Les facteurs de risques sont principalement liés :

-à des troubles de comportement (13 situations), agressivité (14 situations), et addictions (4 situations) dans 31 situations.

- à des relations familiales difficiles, dans 9 situations

- à l’épuisement de l’aidant, dans 6 situations

- autres à des problèmes financiers dans 6 situations.

 

A domicile pour les personnes en situation de handicap soit 15 situations


Les maltraitances psychologiques sont les plus nombreuses soit 6 situation sur 15, suivies des négligences actives et des maltraitances financières.

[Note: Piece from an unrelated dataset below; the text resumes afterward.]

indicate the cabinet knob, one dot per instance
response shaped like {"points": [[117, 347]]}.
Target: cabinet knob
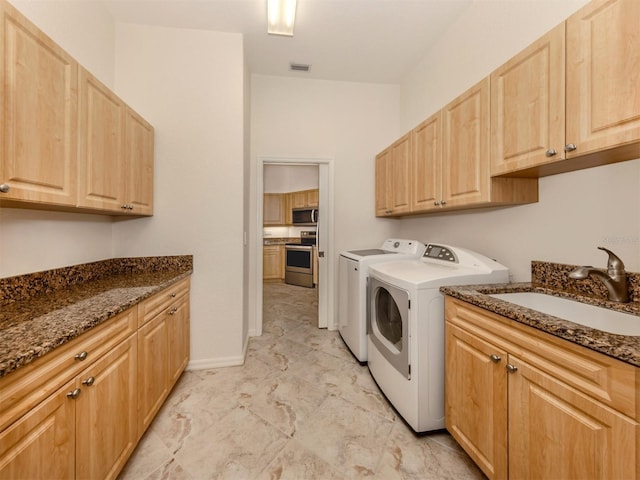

Dans 3 situations, l’analyse a mis à jour qu’il n’y avait pas de maltraitance, et une situation n’a pu être évaluée faute d’éléments complémentaires.

 Dans 10 situations, il n’y a pas de cohabitation entre la « victime » et la personne  mise en cause.

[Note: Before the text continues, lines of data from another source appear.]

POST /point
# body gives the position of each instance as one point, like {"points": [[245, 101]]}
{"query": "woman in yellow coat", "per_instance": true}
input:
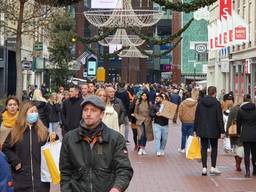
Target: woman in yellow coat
{"points": [[9, 116]]}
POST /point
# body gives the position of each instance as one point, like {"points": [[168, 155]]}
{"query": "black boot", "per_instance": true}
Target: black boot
{"points": [[254, 168], [247, 168]]}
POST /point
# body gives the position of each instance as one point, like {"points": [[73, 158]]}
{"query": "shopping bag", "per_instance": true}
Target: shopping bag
{"points": [[50, 155], [193, 150], [227, 144]]}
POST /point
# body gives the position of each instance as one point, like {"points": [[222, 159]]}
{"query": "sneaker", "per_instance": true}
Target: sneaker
{"points": [[128, 142], [144, 152], [215, 171], [204, 172], [181, 150], [140, 152]]}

 Les données concernant les facteurs de risque ne sont pas significatives.

 Qui sont les auteurs de maltraitances ?

 Pour l’ensemble des situations entendues et évaluées, les familles sont les auteurs présumés dans 56 situations, le profil de la courbe reste sensiblement le même d’une année sur l’autre.

 


Les auteurs présumés dans le détail

 En établissement pour personnes âgées

 


Comme ces dernières années, les professionnels soignants et de l’encadrement sont désignés comme auteurs présumés de maltraitances en établissement.

 

En établissement pour les personnes en situations de handicap

   


Comme pour les personnes âgées, en établissement se sont les professionnels qui sont le plus souvent cités comme auteurs  présumés des maltraitances.

  

A domicile pour les personnes âgées

 L’entourage familial est désigné comme auteur présumé dans 46 situations.

 


Pour aller dans le détail au niveau familial,  dans 16 situations se sont les conjoints (es) et dans 24 situations se sont les enfants, filles et fils qui sont les auteurs de maltraitances.

 


A domicile pour les personnes en situation de handicap



La famille comme les professionnels sont désignés comme maltraitants présumés.

 

Répartition géographique des situations pour 2020



Les situations émanent de la  quasi-totalité des territoires à l’exemption du Vercors, mais la communication engagée en 2019, a permis de faire connaître et de maintenir les liens avec les territoires.